© Jon Shaft

in conversation with Meagan Day

In Jesse Ball’s The Curfew, William and his daughter Molly solve riddles behind shuttered doors while the city outside is collapsing. The police and the revolutionaries are waging an undercover war, taking action against citizens at the faintest hint of suspicious activity. The Curfew is a quick and gripping read; touching, too, as father and daughter fight to preserve their quiet private life in a climate of indiscriminate violence.

Jesse Ball, who also authored the novels The Way Through Doors and Samedi the Deafness, spoke to Full Stop via email about The Curfew, Vin Diesel and the Queen of England.

 

Must a story have a villain? Does The Curfew?

Perhaps the state’s implacable hatred of the personal and the private. But then, what is “the state?” Ultimately, there’s just your life and what it touches.

Is The Curfew intended as a critique of police repression and surveillance culture?

I shouldn’t say what I intended. If I did it, I did. If not, not. I will say I wanted to write about a world I feel I know, or might know.

You’re known to write novels in a matter of weeks. How quickly was The Curfew written?

Six days.

Why do you write so quickly?

I believe my best work is compelled to appear by a combination of rigor and deliberate passage. By deliberate passage, I mean writing the right thing the first time. Your life should present you with the words you need.  The writing process (for me) is not loose or messy. It must be sharp and clear.

I understand that you teach a course at the School of the Art Institute of Chicago on dreaming. What is the premise of this course? Is it an instruction course in dream analysis?

Oh dear, no!  I wouldn’t say what someone else’s dreams meant. Nor my own, if the truth be told. This is a course in lucid dreaming. I teach them, when it works, to become awake, to become conscious while dreaming. That’s the aim.

What’s so interesting to you about dreams?

Their privacy and scope; their consummate grasp of my life’s minutiae and their ability to gesture with those details.

Did you see Inception? What did you think of it?

It was beautifully, sumptuously done, however, I think it was an asinine decision to have the dream’s attempt to remove intruders manifest as soldiers, tanks, etc. It could have been anything.

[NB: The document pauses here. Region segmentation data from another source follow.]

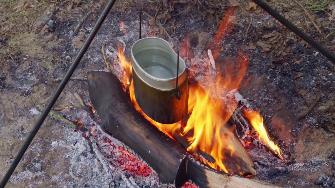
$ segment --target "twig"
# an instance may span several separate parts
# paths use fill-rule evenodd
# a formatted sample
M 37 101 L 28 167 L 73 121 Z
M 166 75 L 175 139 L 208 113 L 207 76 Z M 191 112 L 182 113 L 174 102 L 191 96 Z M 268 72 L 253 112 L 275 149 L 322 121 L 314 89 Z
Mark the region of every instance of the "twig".
M 126 42 L 123 41 L 123 40 L 122 39 L 119 39 L 119 41 L 120 42 L 122 42 L 122 44 L 123 44 L 123 48 L 122 49 L 122 52 L 124 53 L 125 51 L 126 50 L 126 47 L 127 47 L 127 44 L 126 44 Z
M 88 106 L 87 105 L 86 105 L 86 104 L 84 102 L 84 101 L 79 96 L 79 95 L 77 93 L 74 93 L 74 96 L 77 99 L 77 102 L 75 103 L 74 104 L 75 105 L 81 108 L 83 110 L 87 112 L 88 113 L 88 114 L 89 114 L 90 117 L 93 120 L 93 123 L 95 124 L 96 127 L 99 130 L 104 133 L 107 138 L 111 140 L 117 142 L 118 142 L 118 140 L 116 139 L 115 138 L 111 135 L 105 128 L 103 128 L 103 127 L 101 124 L 101 123 L 98 121 L 97 119 L 96 118 L 96 117 L 94 115 L 94 113 L 92 111 L 92 107 Z
M 80 80 L 81 81 L 86 81 L 87 80 L 87 78 L 83 77 L 71 77 L 70 78 L 70 79 L 74 80 Z M 63 78 L 57 78 L 54 80 L 53 81 L 54 82 L 60 82 L 62 80 L 63 80 Z
M 248 34 L 248 32 L 249 32 L 249 29 L 250 28 L 250 26 L 251 26 L 251 23 L 252 22 L 252 18 L 250 18 L 250 22 L 249 23 L 249 26 L 248 26 L 248 28 L 247 29 L 247 31 L 246 31 L 246 34 L 244 35 L 244 41 L 246 41 L 246 39 L 247 39 L 247 35 Z
M 316 25 L 316 24 L 315 24 L 315 23 L 314 22 L 314 21 L 313 20 L 313 19 L 311 16 L 311 15 L 310 15 L 310 14 L 308 13 L 308 12 L 307 12 L 307 10 L 306 10 L 306 9 L 305 8 L 305 7 L 304 7 L 303 6 L 303 5 L 301 4 L 301 3 L 299 3 L 299 2 L 297 1 L 297 0 L 294 0 L 294 1 L 296 3 L 298 4 L 298 5 L 299 5 L 299 7 L 301 7 L 301 8 L 302 8 L 303 10 L 304 10 L 304 11 L 305 11 L 305 12 L 306 12 L 306 14 L 307 15 L 307 16 L 308 16 L 308 17 L 310 18 L 310 19 L 311 21 L 312 21 L 312 23 L 313 24 L 313 25 L 314 25 L 314 26 L 315 27 L 315 28 L 316 28 L 316 29 L 318 30 L 318 31 L 319 31 L 319 32 L 321 33 L 322 32 L 321 32 L 321 30 L 320 30 L 320 29 L 319 28 L 319 27 L 318 27 L 318 26 Z
M 43 105 L 37 105 L 37 107 L 41 111 L 43 111 L 44 110 L 45 107 Z M 75 125 L 73 124 L 72 121 L 70 121 L 64 117 L 64 116 L 59 114 L 56 112 L 51 111 L 49 112 L 48 115 L 51 117 L 58 120 L 63 123 L 66 125 L 73 129 L 76 129 L 76 126 Z
M 320 99 L 321 99 L 321 96 L 319 95 L 317 97 L 316 99 L 315 99 L 315 100 L 314 101 L 314 103 L 312 104 L 312 106 L 310 107 L 310 108 L 307 109 L 307 110 L 306 110 L 306 111 L 304 112 L 302 115 L 298 117 L 297 119 L 299 121 L 303 119 L 305 116 L 307 115 L 309 113 L 311 112 L 313 110 L 313 109 L 314 109 L 314 107 L 315 107 L 315 106 L 316 106 L 316 105 L 318 104 L 318 103 L 319 102 L 319 101 L 320 100 Z
M 103 45 L 103 56 L 104 56 L 104 59 L 105 60 L 105 63 L 106 64 L 106 66 L 107 67 L 107 69 L 108 69 L 108 71 L 110 72 L 111 73 L 112 71 L 111 70 L 111 68 L 109 67 L 109 65 L 108 65 L 108 63 L 107 62 L 107 60 L 106 59 L 106 56 L 105 55 L 105 49 L 104 49 L 104 47 L 105 47 L 105 45 Z
M 54 108 L 54 110 L 56 110 L 57 111 L 60 111 L 68 108 L 72 109 L 74 108 L 74 106 L 66 106 L 66 107 L 56 107 L 55 108 Z
M 215 67 L 215 61 L 214 61 L 214 58 L 213 57 L 213 55 L 212 55 L 212 51 L 209 49 L 207 52 L 208 52 L 208 57 L 209 57 L 209 62 L 210 62 L 211 65 L 213 68 L 215 70 L 216 69 Z
M 77 35 L 77 33 L 78 33 L 78 31 L 79 31 L 79 28 L 80 28 L 80 26 L 81 25 L 84 23 L 85 21 L 87 19 L 87 18 L 89 16 L 90 14 L 92 13 L 92 11 L 90 11 L 87 13 L 87 14 L 85 15 L 83 17 L 82 19 L 80 20 L 79 23 L 78 23 L 78 24 L 77 25 L 77 27 L 74 28 L 74 30 L 73 30 L 73 33 L 72 34 L 72 36 L 76 36 Z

That displayed a serious poverty of imagining.  The ultimate effect was awful, too — someone coming into the theater halfway through wouldn’t be able to tell the difference between Inception and Fast and the Furious (which I also enjoy, but for other reasons (admirer of Vin Diesel’s work, esp. Pitch Black)).

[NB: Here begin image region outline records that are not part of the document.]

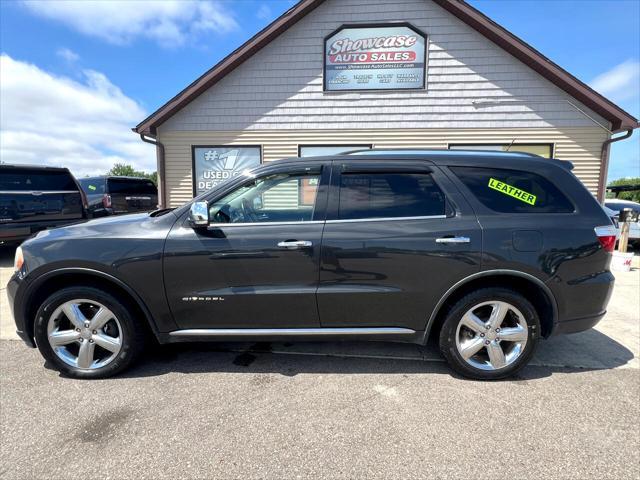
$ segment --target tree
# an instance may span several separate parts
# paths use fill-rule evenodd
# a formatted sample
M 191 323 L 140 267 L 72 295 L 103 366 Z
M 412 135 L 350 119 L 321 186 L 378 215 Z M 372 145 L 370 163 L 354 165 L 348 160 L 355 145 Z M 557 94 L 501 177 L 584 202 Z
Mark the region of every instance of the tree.
M 107 172 L 107 175 L 146 178 L 148 180 L 151 180 L 154 185 L 158 185 L 158 172 L 143 172 L 141 170 L 136 170 L 131 165 L 127 165 L 126 163 L 114 163 L 113 167 L 111 167 L 111 170 Z
M 619 178 L 610 182 L 607 187 L 615 187 L 621 185 L 640 185 L 640 177 L 635 178 Z M 607 192 L 607 198 L 615 198 L 615 194 Z M 623 200 L 632 200 L 634 202 L 640 202 L 640 187 L 638 190 L 631 190 L 629 192 L 620 192 L 618 198 Z

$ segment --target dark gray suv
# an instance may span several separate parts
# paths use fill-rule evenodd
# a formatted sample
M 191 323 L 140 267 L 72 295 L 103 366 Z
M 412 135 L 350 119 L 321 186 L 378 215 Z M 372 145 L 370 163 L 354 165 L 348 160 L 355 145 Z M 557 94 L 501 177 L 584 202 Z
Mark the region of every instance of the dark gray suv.
M 175 210 L 25 242 L 18 333 L 78 378 L 149 338 L 435 338 L 462 375 L 506 377 L 606 311 L 616 231 L 571 168 L 424 150 L 265 164 Z

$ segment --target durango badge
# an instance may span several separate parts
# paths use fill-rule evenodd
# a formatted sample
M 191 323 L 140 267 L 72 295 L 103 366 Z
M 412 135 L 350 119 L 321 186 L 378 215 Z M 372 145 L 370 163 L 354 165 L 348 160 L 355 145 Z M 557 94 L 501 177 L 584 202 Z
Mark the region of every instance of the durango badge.
M 489 188 L 493 188 L 505 195 L 509 195 L 510 197 L 516 198 L 524 203 L 528 203 L 529 205 L 536 204 L 536 196 L 532 193 L 525 192 L 524 190 L 520 190 L 514 186 L 508 185 L 500 180 L 496 180 L 495 178 L 489 179 Z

There’s a rumor that you prepare to write a novel by sitting in silence for several weeks. True? Why?

No, no. Although my family does keep to itself, and that involves a fair piece of silence. I think this idea of the silence evolved out of my proposition that one can limit the amount of revision necessary in writing by establishing rigorous practices in reading and perceiving.

You’ve also published plenty of poetry. What are some of the key creative differences you observe between writing fiction and writing poetry?

Well, the main one is the audience. Also, the circumstances and style in which it will be read. The content ought to be largely the same:  the outpouring of what one knows and hopes.

You published a book of drawings in Iceland in 2006, Og svo kom nóttin, and your website features many drawings I assume were meant to correspond to The Curfew. What are some of the key creative differences you observe between drawing and writing?

People are less good (myself included) at drawing than at using language. Basically, everyone is extremely accomplished at using language. Even people who have difficulty using it are at worst, journeymen. However, when it comes to drawing, painting, etc, most people are complete beginners.  Actually, I’m not going to continue this thought. Better to just say:  my drawings have been praised by the Queen of England, yet she is unaware that I have written anything at all.

Who were some of your big influences in writing The Curfew? I’ll guess Kafka, Borges, and maybe Garcia Marquez…

Well, I’m fond of those guys. I’d say, though, perhaps Conrad is more of a novelistic influence than Marquez. Marquez is often sweeping, historical, etc.  I don’t know anything about that. Although, of course, the Marquez of Chronicle of a Death Foretold is squarely in my camp.

I read a few interviews in preparation for this one, and I was struck by how often you use the word “delight” in talking about your intentions as a writer. What is your definition of delight? What’s so important about it?

Passing joy of a sudden circumstance mixed with surprise. I shouldn’t say why it’s important.